Boko Haram kidnapped more than 200 schoolgirls in Nigeria last month. The United States has sent drone aircraft to help the search.
While the United States searches from above, local hunters are searching on the ground in Nigeria.
Before each hunt, the men prepare with a traditional dance. But this time the hunters' prey are fighters from Boko Haram.
Armed with only homemade guns, spears and knives, the hunters say they are Nigeria's best hope to rescue the kidnapped schoolgirls.
"We know the terrain, we know the bushes," Adamsi Tir said. "The soldiers that have been brought here have never been here before."
The girls may be hidden in the sprawling Sambisa forest.
But this is what the hunters will be up against: Abubaker Shekau has led Boko Haram in an increasingly violent and brazen terror campaign for five years.
Zanna Mustafa is a lawyer from the North, who knows Shekau well,and said he was a charismatic leader.
"He has 100 percent control of his men," Mustafa said. "If he says 'Stop it now,' all these things would stop."
He told us Shekau was always preaching -- and he's willing to do anything to see Nigeria become an Islamic state.

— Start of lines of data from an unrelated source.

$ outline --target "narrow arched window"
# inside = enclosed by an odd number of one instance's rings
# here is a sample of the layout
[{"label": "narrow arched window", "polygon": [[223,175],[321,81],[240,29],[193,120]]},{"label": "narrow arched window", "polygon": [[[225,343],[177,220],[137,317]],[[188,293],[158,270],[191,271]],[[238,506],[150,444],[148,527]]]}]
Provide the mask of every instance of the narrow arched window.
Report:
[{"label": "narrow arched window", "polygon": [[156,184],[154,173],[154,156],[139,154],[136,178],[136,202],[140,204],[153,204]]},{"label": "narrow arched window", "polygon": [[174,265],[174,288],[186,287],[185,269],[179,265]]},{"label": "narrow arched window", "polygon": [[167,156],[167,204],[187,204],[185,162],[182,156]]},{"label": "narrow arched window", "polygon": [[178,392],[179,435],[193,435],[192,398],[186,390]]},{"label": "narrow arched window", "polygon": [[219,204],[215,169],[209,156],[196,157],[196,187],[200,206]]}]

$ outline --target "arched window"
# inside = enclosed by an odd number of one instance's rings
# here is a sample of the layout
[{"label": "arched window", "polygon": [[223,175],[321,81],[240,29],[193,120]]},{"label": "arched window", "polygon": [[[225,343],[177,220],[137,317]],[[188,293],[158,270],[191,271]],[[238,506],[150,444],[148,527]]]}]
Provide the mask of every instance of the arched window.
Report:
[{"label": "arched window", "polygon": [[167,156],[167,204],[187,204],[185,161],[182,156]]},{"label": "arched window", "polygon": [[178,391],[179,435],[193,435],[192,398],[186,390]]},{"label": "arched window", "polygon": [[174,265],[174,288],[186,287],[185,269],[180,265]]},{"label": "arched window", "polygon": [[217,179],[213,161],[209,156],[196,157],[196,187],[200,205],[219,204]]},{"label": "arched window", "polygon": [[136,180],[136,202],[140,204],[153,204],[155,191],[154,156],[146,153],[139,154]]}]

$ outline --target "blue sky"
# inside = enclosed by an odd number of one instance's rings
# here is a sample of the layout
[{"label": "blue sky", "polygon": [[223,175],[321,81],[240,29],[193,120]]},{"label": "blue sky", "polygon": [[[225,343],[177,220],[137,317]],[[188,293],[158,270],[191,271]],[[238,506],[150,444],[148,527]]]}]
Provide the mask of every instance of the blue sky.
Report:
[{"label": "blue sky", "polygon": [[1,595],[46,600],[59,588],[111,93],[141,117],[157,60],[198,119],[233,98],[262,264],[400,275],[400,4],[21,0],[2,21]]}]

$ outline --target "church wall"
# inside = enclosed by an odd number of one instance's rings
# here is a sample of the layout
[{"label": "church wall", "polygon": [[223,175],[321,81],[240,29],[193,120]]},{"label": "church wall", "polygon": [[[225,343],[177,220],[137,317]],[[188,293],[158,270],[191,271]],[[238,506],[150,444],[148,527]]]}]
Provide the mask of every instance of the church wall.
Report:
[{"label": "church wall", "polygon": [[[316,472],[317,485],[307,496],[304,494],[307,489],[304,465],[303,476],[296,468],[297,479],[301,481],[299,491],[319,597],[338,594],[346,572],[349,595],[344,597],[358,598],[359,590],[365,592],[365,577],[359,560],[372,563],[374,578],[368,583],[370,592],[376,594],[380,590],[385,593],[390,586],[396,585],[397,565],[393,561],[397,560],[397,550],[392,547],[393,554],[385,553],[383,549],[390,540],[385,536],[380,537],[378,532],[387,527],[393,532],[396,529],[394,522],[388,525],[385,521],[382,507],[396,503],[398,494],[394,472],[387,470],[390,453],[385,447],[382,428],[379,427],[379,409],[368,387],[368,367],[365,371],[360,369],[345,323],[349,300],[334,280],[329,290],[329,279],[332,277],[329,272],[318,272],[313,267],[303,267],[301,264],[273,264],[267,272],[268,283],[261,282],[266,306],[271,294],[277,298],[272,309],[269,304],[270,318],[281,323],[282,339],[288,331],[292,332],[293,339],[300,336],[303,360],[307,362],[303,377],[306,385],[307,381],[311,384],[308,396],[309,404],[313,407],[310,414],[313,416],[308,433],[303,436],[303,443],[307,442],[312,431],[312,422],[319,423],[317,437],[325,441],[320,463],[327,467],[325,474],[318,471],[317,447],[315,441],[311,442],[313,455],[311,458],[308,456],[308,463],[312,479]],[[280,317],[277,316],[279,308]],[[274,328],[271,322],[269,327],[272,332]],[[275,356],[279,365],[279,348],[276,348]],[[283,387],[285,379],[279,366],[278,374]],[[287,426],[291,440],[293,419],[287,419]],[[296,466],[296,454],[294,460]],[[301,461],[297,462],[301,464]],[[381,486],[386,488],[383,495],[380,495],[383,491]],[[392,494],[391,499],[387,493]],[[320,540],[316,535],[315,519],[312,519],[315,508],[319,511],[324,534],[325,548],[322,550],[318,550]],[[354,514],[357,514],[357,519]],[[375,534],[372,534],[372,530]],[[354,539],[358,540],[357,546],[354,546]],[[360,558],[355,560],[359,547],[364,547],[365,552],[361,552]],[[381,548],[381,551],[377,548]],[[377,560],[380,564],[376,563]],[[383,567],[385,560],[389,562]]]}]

"He wants to die on this cause he is carrying," Mustafa said. "Good, not good, that's left for him. But he wants to die on this cause."
Emboldened by the kidnapping, Shekau launched more attacks this week, killing at least 46 people in two villages.
Officially Nigeria does not negotiate with terrorists but our sources say that secret talks continue between the government and Boko Haram to secure the girls' release. However the ongoing violence shows little in the way of good faith from Boko Haram and is only likely to put pressure on the Nigeria government to take tougher action.